Did I transfer at too high of a gravity or set the pressure too high too soon or am I not giving it enough time?

I plan to just wait for the pressure to plateau and call it good, but was sort of thinking it should of been closer to final gravity by now.
 
Thanks. That is quite significant, would not have guessed there would that much difference.

One of the reasons I ask is I transferred a beer to a keg early to allow the beer to carbonate naturally. 1050 starting gravity and was at 1016 on transfer, with a expected target final gravity of 1012. I transferred 3.5 days post pitch and it was up to the final pressure(22psi) about 24hours later. Today is day 8 and the spunding valve is still releasing pressure but the beer only dropped 1 point. I allow some of the beer to continue fermenting and it is at the target final gravity.

Did I transfer at too high of a gravity or set the pressure too high too soon or am I not giving it enough time?

I plan to just wait for the pressure to plateau and call it good, but was sort of thinking it should of been closer to final gravity by now.

How do you know what your final gravity is going to be?

How much pressure are you fermenting with? What temp?

There are a lot of factors you have to consider. I find it a lot easier to make repeat batches of an identical recipe and keep good notes until you dial it in. At least takes some of the guess work out. When you get it all right it's amazing though.
 
How do you know what your final gravity is going to be?

How much pressure are you fermenting with? What temp?

There are a lot of factors you have to consider. I find it a lot easier to make repeat batches of an identical recipe and keep good notes until you dial it in. At least takes some of the guess work out. When you get it all right it's amazing though.
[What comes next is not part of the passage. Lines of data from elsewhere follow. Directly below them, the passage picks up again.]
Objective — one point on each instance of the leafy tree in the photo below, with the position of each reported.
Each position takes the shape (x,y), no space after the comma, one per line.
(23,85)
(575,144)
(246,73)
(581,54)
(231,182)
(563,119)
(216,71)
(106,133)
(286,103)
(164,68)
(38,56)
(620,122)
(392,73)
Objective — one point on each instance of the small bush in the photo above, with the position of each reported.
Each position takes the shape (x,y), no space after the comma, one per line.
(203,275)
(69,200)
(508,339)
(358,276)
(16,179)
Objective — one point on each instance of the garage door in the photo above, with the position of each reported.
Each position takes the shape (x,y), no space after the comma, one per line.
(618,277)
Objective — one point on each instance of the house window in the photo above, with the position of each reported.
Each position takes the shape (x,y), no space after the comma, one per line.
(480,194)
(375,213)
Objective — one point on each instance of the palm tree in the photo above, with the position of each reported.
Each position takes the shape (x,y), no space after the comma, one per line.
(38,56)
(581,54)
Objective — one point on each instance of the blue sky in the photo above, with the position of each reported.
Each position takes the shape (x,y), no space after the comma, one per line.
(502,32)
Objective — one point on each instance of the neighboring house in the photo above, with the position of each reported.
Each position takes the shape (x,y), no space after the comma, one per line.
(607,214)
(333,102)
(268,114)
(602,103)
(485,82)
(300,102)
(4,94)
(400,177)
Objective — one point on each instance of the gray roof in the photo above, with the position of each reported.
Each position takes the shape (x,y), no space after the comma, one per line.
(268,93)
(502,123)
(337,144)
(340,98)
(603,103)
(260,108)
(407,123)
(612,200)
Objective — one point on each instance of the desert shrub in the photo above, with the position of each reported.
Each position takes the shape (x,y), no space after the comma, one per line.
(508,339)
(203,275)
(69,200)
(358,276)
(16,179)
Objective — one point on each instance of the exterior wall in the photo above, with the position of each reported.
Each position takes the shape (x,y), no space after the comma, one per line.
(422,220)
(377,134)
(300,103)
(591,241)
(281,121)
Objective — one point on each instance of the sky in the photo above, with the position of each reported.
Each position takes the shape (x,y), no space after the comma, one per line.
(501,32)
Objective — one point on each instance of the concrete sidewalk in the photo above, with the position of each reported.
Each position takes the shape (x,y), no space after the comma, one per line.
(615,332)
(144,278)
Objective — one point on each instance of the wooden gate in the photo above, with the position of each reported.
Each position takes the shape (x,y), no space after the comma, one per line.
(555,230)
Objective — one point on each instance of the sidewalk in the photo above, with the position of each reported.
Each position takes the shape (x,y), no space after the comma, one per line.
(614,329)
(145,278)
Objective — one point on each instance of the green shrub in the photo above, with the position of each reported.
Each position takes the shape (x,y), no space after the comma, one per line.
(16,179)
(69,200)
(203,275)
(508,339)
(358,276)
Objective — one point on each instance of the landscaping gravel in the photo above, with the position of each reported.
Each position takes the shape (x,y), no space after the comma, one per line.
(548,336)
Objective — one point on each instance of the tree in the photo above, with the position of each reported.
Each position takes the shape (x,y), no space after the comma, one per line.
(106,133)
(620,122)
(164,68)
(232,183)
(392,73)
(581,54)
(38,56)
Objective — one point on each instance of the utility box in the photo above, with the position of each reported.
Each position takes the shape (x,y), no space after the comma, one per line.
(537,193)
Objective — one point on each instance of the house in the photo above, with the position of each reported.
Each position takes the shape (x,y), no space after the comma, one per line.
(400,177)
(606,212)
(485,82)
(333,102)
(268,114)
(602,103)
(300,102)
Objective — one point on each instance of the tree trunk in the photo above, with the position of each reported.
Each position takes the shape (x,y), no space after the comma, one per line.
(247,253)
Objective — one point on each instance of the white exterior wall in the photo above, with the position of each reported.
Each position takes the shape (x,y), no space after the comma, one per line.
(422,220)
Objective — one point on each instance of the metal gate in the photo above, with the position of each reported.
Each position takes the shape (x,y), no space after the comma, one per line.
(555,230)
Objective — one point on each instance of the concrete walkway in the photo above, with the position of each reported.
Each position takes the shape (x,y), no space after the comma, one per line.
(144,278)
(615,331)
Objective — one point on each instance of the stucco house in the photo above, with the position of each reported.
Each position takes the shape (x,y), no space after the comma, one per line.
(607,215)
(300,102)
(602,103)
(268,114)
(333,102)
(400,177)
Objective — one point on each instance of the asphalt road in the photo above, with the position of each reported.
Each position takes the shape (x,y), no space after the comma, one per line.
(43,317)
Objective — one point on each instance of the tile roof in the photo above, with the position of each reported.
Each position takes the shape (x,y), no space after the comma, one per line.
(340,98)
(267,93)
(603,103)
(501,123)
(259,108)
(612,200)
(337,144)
Final gravity based on beersmith estimate and recent brews of similar beers with the same yeast. The yeast is a repitch of wlp007 and it has been giving me about 75 to 77% attenuation with similar grain bills. Beer that was not in the keg finished where I would expect. WLP007 is normally at terminal gravity 4 days post pitch and clear and compacted on day 7.

Beer started without any pressure(airlock), transferred to the keg with a spunding valve set to 22psi. Temp 68F, left over beer closer to 65F.

Recipe grain bill and mash process is something I use all of the time, 100% pale ale malt, 150F until about 90% converted then 162F until 100% converted.

I have primed kegs before but this is the first time trying kegging early to capture remaining CO2. Priming normally takes a little over a week to get to the desired pressure, never took a gravity reading to see if all of the added sugar was consumed/converted though. When I primed I would use half the bottling amount of sugar.